Satellite images taken in recent months of the North's Punggye-ri test site show a great deal of activity around what is understood to be a new tunnel that would presumably be used in any underground atomic detonation. Pyongyang previously detonated nuclear devices in 2006 and 2009. The United States and South Korea are concerned the North might decide to carry out a new nuclear test in order to rebuild its military reputation following a failed April attempt to send a long-range rocket into space.

South Korean Unification Ministry spokesman Kim Hyung-suk said his government did not have a response to North Korea's latest assertion. The Stalinist state must "show its sincerity through dialogue and positive actions, not provocations," Kim said.

White noting Pyongyang's message, the U.S. State Department said it still had no plan to send food assistance to North Korea. A bilateral February deal called for North Korea to receive 240,000 metric tons of U.S. nutritional aid in return for halting uranium enrichment and other atomic operations and accepting a moratorium on long-range missile and nuclear tests. The bilateral accord fell through after the North's rocket launch, which Washington viewed as a long-range ballistic missile test.

"We want to assist the North Korean people, including by providing nutritional assistance, but we cannot do so when we no longer have confidence that the D.P.R.K. will follow through on its implementation commitments to ensure that nutritional assistance reaches those in need," State Department East Asian and Pacific Affairs Bureau spokeswoman Darragh Paradiso said in provided comments.

North Korea's claim that it does not have plans to detonate a nuclear device could be a ruse to draw the international community into complacency, Georgetown University analyst David Maxwell said.  

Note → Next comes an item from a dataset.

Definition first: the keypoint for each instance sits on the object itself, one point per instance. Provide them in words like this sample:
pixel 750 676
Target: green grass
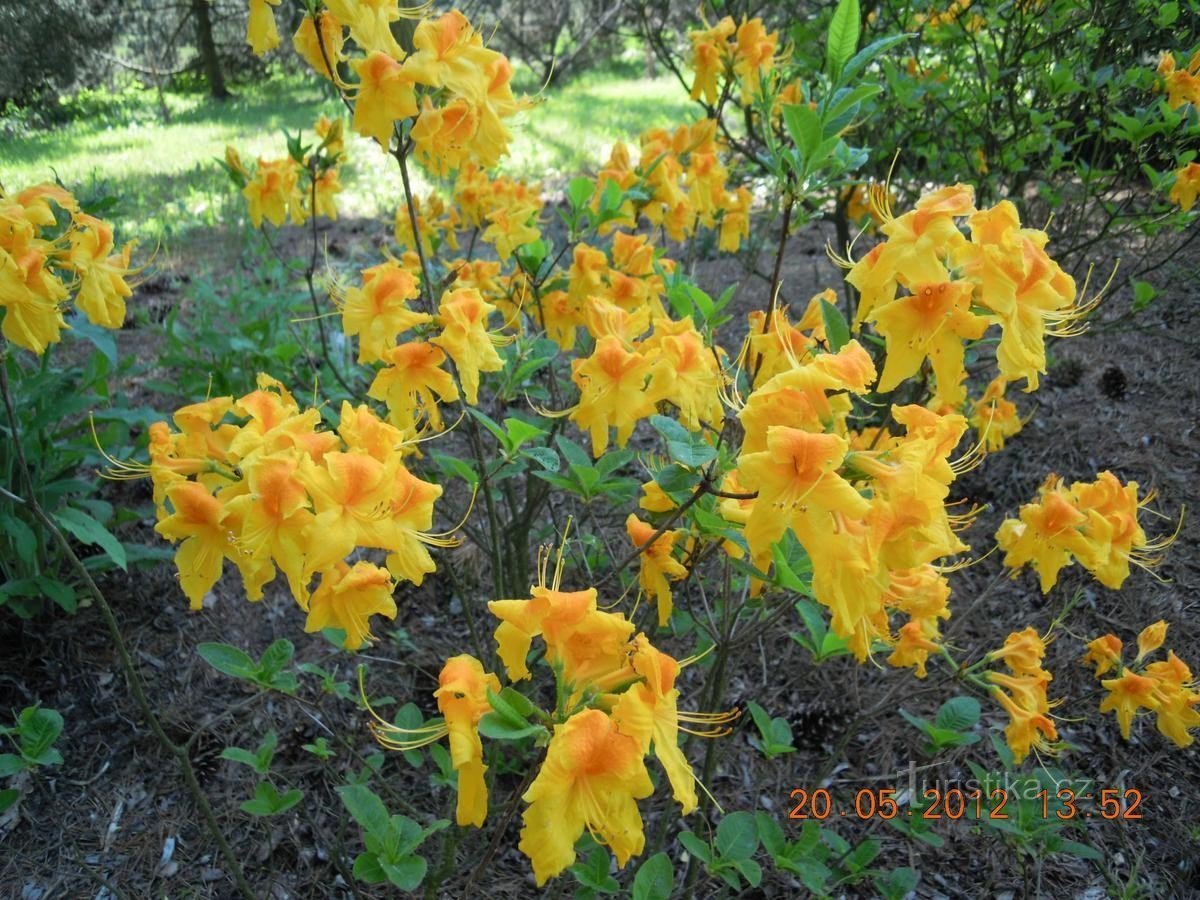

Brookings Institution senior fellow Jonathan Pollack speculated the North could be attempting to shape South Korean voters' views ahead of December's presidential election so they would be more likely to elect  someone whose platform calls for friendlier relations with the North. "That's a political calculation they may be making," Pollack said to Bloomberg.

"There's been a very hedged quality in what North Korea has been saying for a while now," the analyst said. "It doesn't mean they're going to preclude a test."

By saying it has no agenda "at present" to detonate a nuclear device, the aspiring nuclear power leaves itself substantive "wiggle room," he continued (Yoon/Lerman, Bloomberg, June 10).

In a statement released last month, North Korea simultaneously said a nuclear test was not in the works and that it would continue to develop and improve its nuclear weapons program, the Yonhap News Agency noted (Yonhap News Agency, June 10).